Whoo hoo!! I'm going to be hosting a workshop of sorts next week for some friend's kids for their pinewood cars. 

I'm glad to see the sander's getting some good use! I've been wearing out it's replacement already. I'm shocked at how well the dust collection works on the belt portion of it. I just wish there was something to do for the disc.


----------



## Chaincarver Steve (Jul 30, 2011)

BigBull said:


> I remember thoese days. Good job and thanks for sharing you talents with others.


I remember my days of doing the derby. And the Raingutter regatta (remember that one? I wonder why Dillon's pack hasn't gotten into that one). Anyway, I regret that I don't have those cars (or boats) anymore. They weren't anything fancy but they were some of my earliest woodworking projects. And I'm pretty sure I did the work almost completely by myself.



Taylormade said:


> Whoo hoo!! I'm going to be hosting a workshop of sorts next week for some friend's kids for their pinewood cars.
> 
> I'm glad to see the sander's getting some good use! I've been wearing out it's replacement already.
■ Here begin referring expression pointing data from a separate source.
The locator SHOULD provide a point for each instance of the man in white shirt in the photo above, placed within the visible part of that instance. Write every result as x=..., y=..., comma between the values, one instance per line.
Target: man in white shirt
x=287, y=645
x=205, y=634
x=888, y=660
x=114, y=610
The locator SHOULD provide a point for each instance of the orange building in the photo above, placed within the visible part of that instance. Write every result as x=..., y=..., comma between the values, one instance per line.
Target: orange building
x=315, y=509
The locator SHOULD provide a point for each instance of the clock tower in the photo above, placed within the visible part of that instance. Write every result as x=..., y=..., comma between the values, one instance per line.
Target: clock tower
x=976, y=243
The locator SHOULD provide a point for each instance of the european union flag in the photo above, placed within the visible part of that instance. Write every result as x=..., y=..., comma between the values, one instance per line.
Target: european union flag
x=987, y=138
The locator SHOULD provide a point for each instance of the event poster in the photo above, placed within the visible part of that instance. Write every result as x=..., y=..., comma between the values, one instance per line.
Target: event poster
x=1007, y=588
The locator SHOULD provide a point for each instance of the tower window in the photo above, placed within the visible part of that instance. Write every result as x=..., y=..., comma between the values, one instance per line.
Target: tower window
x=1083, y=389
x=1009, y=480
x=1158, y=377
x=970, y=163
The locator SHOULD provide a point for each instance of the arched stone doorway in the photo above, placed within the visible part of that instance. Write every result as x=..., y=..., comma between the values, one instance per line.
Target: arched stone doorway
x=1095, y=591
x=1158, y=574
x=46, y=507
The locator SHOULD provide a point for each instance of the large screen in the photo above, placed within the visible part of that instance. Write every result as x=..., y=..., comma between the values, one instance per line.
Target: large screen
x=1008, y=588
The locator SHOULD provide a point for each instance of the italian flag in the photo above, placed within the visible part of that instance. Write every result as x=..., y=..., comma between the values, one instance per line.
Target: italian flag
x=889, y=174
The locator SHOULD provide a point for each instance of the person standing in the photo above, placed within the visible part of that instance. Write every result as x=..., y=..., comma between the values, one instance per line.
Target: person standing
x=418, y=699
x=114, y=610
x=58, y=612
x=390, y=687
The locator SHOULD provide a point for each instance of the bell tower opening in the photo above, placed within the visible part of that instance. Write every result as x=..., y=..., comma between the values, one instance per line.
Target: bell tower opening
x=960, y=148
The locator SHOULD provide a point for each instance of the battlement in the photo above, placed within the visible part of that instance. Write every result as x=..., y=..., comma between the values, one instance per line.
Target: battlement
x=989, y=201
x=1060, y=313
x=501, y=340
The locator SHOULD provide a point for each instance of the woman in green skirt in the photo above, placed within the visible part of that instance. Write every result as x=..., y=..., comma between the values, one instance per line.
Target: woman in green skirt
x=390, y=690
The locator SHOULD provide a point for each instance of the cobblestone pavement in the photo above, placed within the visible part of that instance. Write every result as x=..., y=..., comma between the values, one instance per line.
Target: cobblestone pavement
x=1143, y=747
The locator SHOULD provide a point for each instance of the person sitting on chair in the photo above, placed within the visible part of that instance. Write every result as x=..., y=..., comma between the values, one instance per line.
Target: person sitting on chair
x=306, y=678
I'm shocked at how well the dust collection works on the belt portion of it. I just wish there was something to do for the disc.


That's cool, man! It's great that the scouts still does the Pinewood Derby. It gives many boys their first taste of woodworking.

The sander is used very often. I no longer have to hold my handheld belt sander upside down. I've been thinking about coming up with a solution for the dust when I finally get my dust collection system installed. It'll be a little while still. I've got a lot of projects going on right now.


----------



## PaperJam (Jul 31, 2010)

My son, a first year Tiger Cub, will be having his pinewood derby at the end of March. A build thread on your outlaw car would be awesome since this will also be my first derby.


----------



## Shop Dad (May 3, 2011)

That's awesome Steve. Thanks for posting the thread! We just picked up our car last weekend and thinking about what we'll do. My son won in his den last year so this year I'm trying to push him toward "personality" and trying something fun. Last year was our first year and I made an "outlaw" car side by side with him - trying out techniques on mine first just in case. :laughing: Mine had the same shape as your son's. 

Great idea to have a workshop. I'll have to ask my son what he thinks about hosting one!


----------



## Chaincarver Steve (Jul 30, 2011)

PaperJam said:


> My son, a first year Tiger Cub, will be having his pinewood derby at the end of March. A build thread on your outlaw car would be awesome since this will also be my first derby.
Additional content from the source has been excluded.